前にも書いたことがあるが、炭素繊維強化プラスチックを自動車の基幹部分に利用すれば、まず重量がスチールを使うより大幅に下がることによって燃料消費効率はぐっと向上する。しかも、予めプラスチックを着色しておけば塗装工程を省くことができるため、生産効率の向上と共に、それに要するエネルギーを削減し、塗装につきものの環境汚染を避けることができる。弾力性が鉄よりはるかに高いために、事故でぶつかっても、バンパー、フロントカバー、扉などは衝撃を吸収するために乗員を保護する安全度が高くなる。軽度のものであれば元の形に戻ることもあり、あとは傷を同じプラスチックで修復すればよいだけですむことになる。

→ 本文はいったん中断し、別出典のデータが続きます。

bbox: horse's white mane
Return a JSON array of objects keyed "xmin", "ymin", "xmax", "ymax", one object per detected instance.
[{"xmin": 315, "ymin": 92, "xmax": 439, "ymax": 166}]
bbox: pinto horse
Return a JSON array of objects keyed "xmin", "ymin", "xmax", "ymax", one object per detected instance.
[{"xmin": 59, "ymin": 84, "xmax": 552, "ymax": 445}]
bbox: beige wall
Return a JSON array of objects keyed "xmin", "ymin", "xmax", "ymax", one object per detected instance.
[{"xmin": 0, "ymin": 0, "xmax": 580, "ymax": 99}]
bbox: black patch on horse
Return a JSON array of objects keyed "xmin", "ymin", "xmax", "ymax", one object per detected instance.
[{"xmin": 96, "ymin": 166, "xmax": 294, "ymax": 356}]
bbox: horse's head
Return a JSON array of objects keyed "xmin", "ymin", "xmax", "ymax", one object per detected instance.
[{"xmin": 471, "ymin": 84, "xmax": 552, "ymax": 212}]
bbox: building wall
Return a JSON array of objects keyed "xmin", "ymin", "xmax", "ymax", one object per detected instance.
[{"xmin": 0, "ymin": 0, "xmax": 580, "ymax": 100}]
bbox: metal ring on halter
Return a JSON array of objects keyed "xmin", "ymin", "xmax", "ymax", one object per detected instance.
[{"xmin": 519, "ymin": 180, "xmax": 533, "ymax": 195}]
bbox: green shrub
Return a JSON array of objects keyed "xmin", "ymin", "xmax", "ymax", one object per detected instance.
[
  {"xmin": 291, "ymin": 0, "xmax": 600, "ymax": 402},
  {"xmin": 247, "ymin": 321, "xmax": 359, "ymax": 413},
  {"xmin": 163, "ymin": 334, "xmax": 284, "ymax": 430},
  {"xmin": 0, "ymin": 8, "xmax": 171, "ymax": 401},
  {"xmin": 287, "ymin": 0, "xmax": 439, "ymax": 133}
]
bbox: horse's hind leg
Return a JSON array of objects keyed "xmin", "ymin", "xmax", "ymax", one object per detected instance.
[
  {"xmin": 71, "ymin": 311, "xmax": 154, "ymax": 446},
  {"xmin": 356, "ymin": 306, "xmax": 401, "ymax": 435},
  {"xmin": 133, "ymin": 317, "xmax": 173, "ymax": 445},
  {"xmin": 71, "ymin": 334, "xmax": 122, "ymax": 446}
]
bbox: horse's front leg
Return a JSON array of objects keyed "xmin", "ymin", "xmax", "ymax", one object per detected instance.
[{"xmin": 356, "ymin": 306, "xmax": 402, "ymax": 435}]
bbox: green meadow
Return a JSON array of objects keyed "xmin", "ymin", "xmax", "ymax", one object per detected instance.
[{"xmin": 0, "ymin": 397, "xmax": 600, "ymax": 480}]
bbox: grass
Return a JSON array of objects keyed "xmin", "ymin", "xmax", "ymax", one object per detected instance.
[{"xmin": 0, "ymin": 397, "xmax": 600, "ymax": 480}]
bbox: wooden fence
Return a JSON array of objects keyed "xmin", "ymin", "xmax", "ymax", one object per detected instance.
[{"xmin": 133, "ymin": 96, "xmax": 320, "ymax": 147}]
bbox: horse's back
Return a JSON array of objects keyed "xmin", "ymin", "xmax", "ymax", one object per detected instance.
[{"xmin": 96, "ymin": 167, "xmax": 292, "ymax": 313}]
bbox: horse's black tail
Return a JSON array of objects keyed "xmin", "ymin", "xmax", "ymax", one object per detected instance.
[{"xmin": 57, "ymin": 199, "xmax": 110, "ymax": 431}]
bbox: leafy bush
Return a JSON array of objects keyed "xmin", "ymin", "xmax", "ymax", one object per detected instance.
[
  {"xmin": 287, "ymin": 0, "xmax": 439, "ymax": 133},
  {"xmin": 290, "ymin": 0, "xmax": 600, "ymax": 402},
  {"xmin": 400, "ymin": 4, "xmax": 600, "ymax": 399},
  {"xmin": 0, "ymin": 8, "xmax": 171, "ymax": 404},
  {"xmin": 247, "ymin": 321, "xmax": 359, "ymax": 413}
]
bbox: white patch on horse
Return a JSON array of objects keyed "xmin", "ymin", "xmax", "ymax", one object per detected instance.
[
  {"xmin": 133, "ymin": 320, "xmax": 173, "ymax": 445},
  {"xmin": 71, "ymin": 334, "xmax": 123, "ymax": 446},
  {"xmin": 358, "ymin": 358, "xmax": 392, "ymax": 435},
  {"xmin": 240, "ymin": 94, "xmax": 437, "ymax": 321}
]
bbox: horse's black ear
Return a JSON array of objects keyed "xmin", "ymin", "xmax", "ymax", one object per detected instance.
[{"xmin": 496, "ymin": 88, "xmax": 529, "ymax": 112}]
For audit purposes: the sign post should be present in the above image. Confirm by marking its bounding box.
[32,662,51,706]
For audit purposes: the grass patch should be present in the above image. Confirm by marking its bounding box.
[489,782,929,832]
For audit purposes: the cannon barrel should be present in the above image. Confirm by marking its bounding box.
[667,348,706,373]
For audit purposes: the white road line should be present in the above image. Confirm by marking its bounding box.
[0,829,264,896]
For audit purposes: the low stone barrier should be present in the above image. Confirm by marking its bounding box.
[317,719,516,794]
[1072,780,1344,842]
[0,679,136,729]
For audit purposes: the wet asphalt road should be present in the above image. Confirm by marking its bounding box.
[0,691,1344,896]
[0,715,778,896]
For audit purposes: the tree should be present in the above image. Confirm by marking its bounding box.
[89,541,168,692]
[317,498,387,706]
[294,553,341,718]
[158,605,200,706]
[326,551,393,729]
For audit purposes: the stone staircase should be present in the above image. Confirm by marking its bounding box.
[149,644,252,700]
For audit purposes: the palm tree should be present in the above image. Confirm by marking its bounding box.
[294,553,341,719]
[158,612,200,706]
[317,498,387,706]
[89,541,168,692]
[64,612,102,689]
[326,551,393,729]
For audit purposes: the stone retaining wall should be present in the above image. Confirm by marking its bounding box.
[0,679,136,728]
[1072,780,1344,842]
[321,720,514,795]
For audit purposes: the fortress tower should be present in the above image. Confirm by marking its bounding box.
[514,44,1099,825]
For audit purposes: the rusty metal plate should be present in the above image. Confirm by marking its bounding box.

このような自動車用炭素繊維強化プラスチックの登場が待たれていたのだが、今日の日経新聞のトップ記事に、東レがこれを大量生産することを発表したと報じている。記事にはまだコストが高いのがネックだと述べられているが、需要が大きくなれば、技術開発も相まって製造コストは大きく下がると予想される。現在でも大型飛行機の翼や胴体部分といった基本的な構造に使われているから、性能面で心配することはないはずだ。エイモリー・ロビンスが長年提唱してきたハイパーカーが実現することになる。
記事によると当面高価格車向けに使われるとのことだが、おそらく数年を待たずして広く普及するだろう。そうなると鉄鋼メーカーにとっては大きな脅威となる。どのような対応をするだろうか。